La morfologia dentale, ovvero la forma e la struttura dei denti, è determinata da un insieme complesso di fattori genetici ed evolutivi. Differenze nelle caratteristiche dei denti – come la presenza di radici aggiuntive o la forma degli incisivi – sono osservabili tra diverse popolazioni umane e rappresentano un interessante campo di studio sia per l’odontoiatria che per l’antropologia. Una delle caratteristiche più note è la sinodontia, un insieme di tratti dentali comuni soprattutto nelle popolazioni asiatiche e tra i nativi americani. Tra questi tratti rientrano: Incisivi a forma di pala (o "shovel-shaped"), con una superficie interna concava e margini laterali sporgenti.
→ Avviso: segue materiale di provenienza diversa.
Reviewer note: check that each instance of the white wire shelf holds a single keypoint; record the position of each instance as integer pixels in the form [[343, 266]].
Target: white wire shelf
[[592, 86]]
Premolari superiori con una sola radice. Molari inferiori con tre radici. Gli incisivi a forma di pala, in particolare, rappresentano una variazione morfologica molto studiata. Oltre a essere visibilmente distintivi, questi denti hanno un'elevata ereditabilità genetica (circa 75%) e risultano associati a mutazioni nel gene EDAR, coinvolto nello sviluppo degli organi e dei tessuti di origine ectodermica (pelle, capelli, unghie, denti). Comprendere la propria morfologia dentale può offrire indicazioni utili in ambito clinico (ad esempio in ortodonzia o chirurgia odontoiatrica), ma anche nell’ambito della genealogia genetica e dell’identificazione ancestrale. Gene analizzato EDAR

Bibliografia

Kimura R, et al. A Common Variation in EDAR Is a Genetic Determinant of Shovel-Shaped Incisors. Am J Hum Genet. 2009 Oct;85(4):528–35. Park JH, et al. Effects of an Asian-specific nonsynonymous EDAR variant on multiple dental traits. J Hum Genet. 2012 Aug;57(8):508–14.